Trust me. It can be a real pain in the ass when the gun runs a red light, goes up a one way street, without his headlights on at night, with no turn signal and the car is unregistered, uninsured, and illegally attached.

I usually just tow the car and cite for the major offense instead of having to go through the same process over and over. Hope this helps.


----------



## frapmpd24 (Sep 3, 2004)

78thrifleman said:


> I thought you could only get a ticket for one thing at a time.


Look closely at the citation, there are four boxes. They are numbered for the numerically challanged. That is where the violations are listed, the 4th box being specifically for speeding.

Seriouslly, what do you think the three lines are there for? One for the violation and the others to draw smiley faces inside???



> I'm thinking about asking the judge to have the cop produce his hearing and sight calibrations, as I really don't feel that he could both "hear" me squeeling, and "see" my crashing.

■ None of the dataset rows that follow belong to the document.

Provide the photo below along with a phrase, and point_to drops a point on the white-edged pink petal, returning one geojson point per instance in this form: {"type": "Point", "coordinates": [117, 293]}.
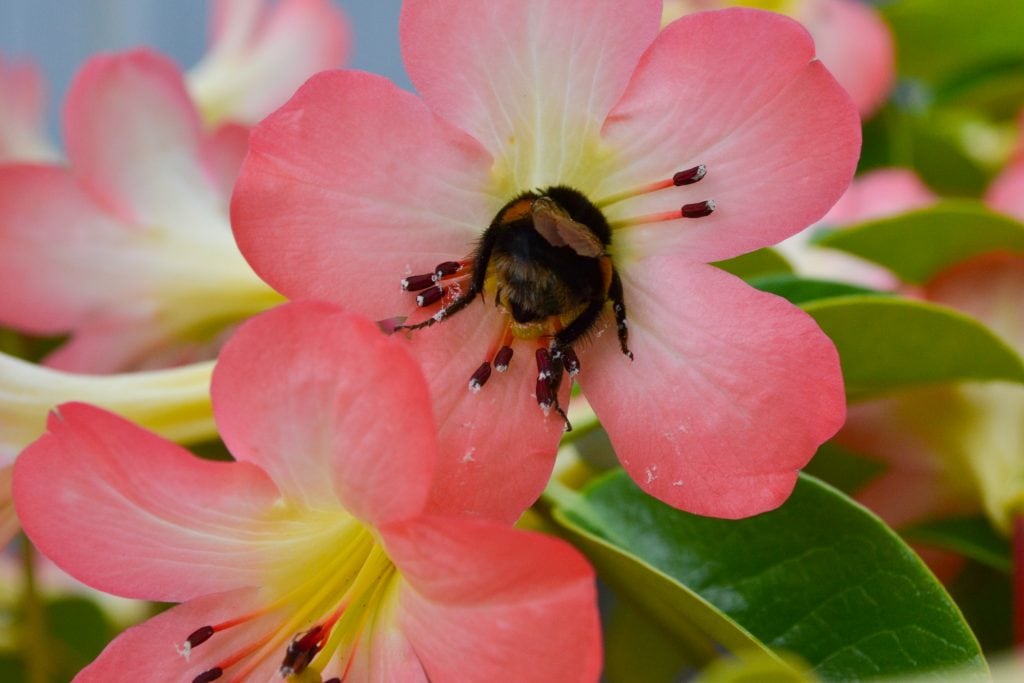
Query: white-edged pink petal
{"type": "Point", "coordinates": [161, 523]}
{"type": "Point", "coordinates": [730, 393]}
{"type": "Point", "coordinates": [134, 139]}
{"type": "Point", "coordinates": [530, 80]}
{"type": "Point", "coordinates": [497, 446]}
{"type": "Point", "coordinates": [152, 651]}
{"type": "Point", "coordinates": [483, 602]}
{"type": "Point", "coordinates": [855, 44]}
{"type": "Point", "coordinates": [351, 186]}
{"type": "Point", "coordinates": [331, 409]}
{"type": "Point", "coordinates": [261, 51]}
{"type": "Point", "coordinates": [739, 91]}
{"type": "Point", "coordinates": [22, 100]}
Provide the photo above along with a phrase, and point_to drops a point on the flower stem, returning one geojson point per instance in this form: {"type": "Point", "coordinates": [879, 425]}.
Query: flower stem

So, you have never seen and heard something at the same time before? You must have a real difficult time watching TV...



> Plus, his hearing could not have been that great if he didn't hear my question as he was walking away. AND, As he drove off, I got out of my car and thumbed him in... he didn't even see me!!! His sight must be off too!


The side of the road is not the forum for a dissertation about what you think is right or wrong about the stop, that is why there is an appeals process. It is inherently dangerous to be standing along side of the road with other drivers not paying attention. When you got out of your car, your lucky you did not end up in the back of his...



> Any help would be appreciated.


The best advice I can provide is: Learn how to drive properly and you'll avoid citations. Hope you appreciate the help.


----------



## SOT (Jul 30, 2004)

Ummm come on this isn't even a good troll.

Not like that safe & Secure one.


----------



## Curious EMT (Apr 1, 2004)

Another crashing-the-amber niiiice


----------



## Andy0921 (Jan 12, 2006)

I think this kid just gets new user names all the time, and comes back and just ask stupid questions to get us pissed.


----------



## 78thrifleman (Dec 18, 2005)

Just a joke, guys.... I wanted to see how many ridiculous things I could pull together from previous posts.


----------



## no$.10 (Oct 18, 2005)

78thrifleman said:


> Just a joke, guys.... I wanted to see how many ridiculous things I could pull together from previous posts.


You are an asshole.


----------



## MVS (Jul 2, 2003)

no$.10 said:


> You are an asshole.


I second that. But thanks for the entertainment.


----------



## Curious EMT (Apr 1, 2004)

I went to a school with a girl named Amber.. i'de like to hit it....


----------